Mahasiswa Ilmu Komunikasi Universitas Muhammadiyah Yogyakarta
·waktu baca 3 menit
Tulisan dari Zahra Alfiah Arinda tidak mewakili pandangan dari redaksi kumparan
Pernah lihat kapal raksasa jalan ke laut cuma pakai tenaga manusia? Gila bukan ? tapi itulah yang terjadi di Bulukumba, tepatnya hari Minggu,(19/10/2025). Matahari baru malu-malu nongol, tapi suara teriakan warga udah pecah kemana-mana kayak nonton konser. Semua kumpul buat tradisi Annyorong Lopi.
Ini bukan sekadar mindahin kapal kayu gede. Ini momen langka buat liat budaya leluhur, semangat gotong royong yang masih kental, dan rasa kompak warga yang bikin bulu kuduk berdiri. Serius, liat mereka narik kapal bareng, dari anak muda, bapak-bapak, ibu-ibu, semuanya nyatu dan bikin kita ngerasa ikut nariknya juga.
Kalau kamu belum tau, Annyorong Lopi itu momen yang seru banget. Dimana kapal Pinisi yang baru di buat itu diturunin ke laut. Tapi bukan pakai mesin atau alat berat. Semua pakai tenaga tangan, tenaga warga, dan hati yang kompak banget.
Momen ini bukan sekadar acara menurunkan kapal ke laut. Di balik keriuhannya, ada nilai budaya yang sangat dalam. Bagi warga Bulukumba, Kapal Pinisi adalah harga diri yang sudah dijaga turun-temurun. Lewat tradisi ini, mereka ingin memastikan bahwa warisan nenek moyang tidak berhenti di buku sejarah, tapi tetap hidup di tangan anak-anak muda yang hari itu ikut berkeringat menarik tali bersama para orang tua.
Suasana gotong royong di lokasi benar-benar bikin siapa pun yang melihat akan merinding. Bayangkan, kapal raksasa yang beratnya berton-ton itu hanya digerakkan oleh tenaga manusia. Tidak ada mesin penarik, yang ada hanyalah ratusan tangan yang saling menguatkan. Semua orang seolah sudah tahu perannya masing-masing tanpa harus diperintah secara kaku.

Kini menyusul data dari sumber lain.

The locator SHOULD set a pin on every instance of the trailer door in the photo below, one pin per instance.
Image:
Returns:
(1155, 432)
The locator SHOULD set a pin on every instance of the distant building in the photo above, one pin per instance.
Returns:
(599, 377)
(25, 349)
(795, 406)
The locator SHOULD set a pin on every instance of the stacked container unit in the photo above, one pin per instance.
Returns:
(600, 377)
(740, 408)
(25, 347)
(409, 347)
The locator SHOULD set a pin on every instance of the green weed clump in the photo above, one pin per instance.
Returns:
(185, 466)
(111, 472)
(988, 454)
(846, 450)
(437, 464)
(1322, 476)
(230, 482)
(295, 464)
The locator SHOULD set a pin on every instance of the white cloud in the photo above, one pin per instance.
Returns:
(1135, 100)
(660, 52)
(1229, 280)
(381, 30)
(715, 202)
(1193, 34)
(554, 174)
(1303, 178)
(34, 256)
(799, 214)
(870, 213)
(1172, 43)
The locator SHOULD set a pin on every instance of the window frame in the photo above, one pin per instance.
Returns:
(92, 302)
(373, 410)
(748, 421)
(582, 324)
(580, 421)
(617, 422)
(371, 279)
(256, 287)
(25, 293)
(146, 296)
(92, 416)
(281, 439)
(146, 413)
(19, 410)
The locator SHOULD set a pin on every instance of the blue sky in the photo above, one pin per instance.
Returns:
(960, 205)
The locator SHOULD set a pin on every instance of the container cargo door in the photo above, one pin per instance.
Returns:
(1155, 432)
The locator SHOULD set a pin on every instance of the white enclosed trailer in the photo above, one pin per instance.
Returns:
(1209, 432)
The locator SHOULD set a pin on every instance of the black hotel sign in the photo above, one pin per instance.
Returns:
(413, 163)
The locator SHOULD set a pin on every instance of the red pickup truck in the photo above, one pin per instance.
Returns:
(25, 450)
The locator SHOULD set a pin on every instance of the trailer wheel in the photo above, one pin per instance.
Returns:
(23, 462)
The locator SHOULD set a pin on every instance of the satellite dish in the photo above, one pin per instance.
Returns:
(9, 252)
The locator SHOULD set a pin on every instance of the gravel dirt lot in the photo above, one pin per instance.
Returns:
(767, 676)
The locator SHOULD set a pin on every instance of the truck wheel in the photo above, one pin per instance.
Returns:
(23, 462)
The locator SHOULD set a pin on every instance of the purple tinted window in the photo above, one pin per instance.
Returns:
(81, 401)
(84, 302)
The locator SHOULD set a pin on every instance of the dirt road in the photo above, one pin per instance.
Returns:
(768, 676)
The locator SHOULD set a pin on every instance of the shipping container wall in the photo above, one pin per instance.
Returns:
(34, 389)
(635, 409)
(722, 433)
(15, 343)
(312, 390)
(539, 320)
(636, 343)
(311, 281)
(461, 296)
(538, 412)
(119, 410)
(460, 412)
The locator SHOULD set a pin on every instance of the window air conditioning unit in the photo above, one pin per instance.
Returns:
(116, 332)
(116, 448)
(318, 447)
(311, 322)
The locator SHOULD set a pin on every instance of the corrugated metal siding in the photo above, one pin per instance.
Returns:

Ada bapak-bapak yang urat lehernya menonjol karena sekuat tenaga menarik tali besar, ada pemuda yang teliti mengatur jalur kapal agar tidak miring, hingga ibu-ibu yang sibuk di dapur menyiapkan teh hangat dan makanan. "Kalau sudah waktunya Annyorong Lopi, semua orang langsung bergerak sendiri tanpa perlu diminta," ujar Hery, salah satu pemuda yang ikut mandi keringat hari itu.
Kekompakan ini jadi bukti nyata bahwa hidup di pesisir butuh solidaritas yang kuat. Pekerjaan yang kelihatannya mustahil jika dilakukan sendirian, jadi terasa mungkin karena dilakukan bersama-sama. Di sela-sela tarikan kapal, warga saling bercanda dan berbagi cerita, membuat suasana kerja keras itu jadi terasa seperti pesta keluarga besar.
"Ini warisan nenek moyang kita. Kita harus terus menjaganya karena di sinilah kita belajar artinya kebersamaan," ujar Sabaruddin, salah satu warga senior. Sabaruddin juga menambahkan bahwa dia sangat bangga melihat anak muda ikut terjun langsung dalam proses ini, dan itu adalah tanda bahwa identitas mereka tetap aman.
Begitu kapal akhirnya terapung gagah di lautan, sorak-sorai warga langsung pecah menutupi suara ombak. Ada rasa lega dan bangga yang luar biasa di wajah setiap orang. Annyorong Lopi sekali lagi membuktikan bahwa selama budaya tetap dijunjung dan gotong royong tetap dijaga, beban seberat apa pun akan selalu bisa diatasi bersama.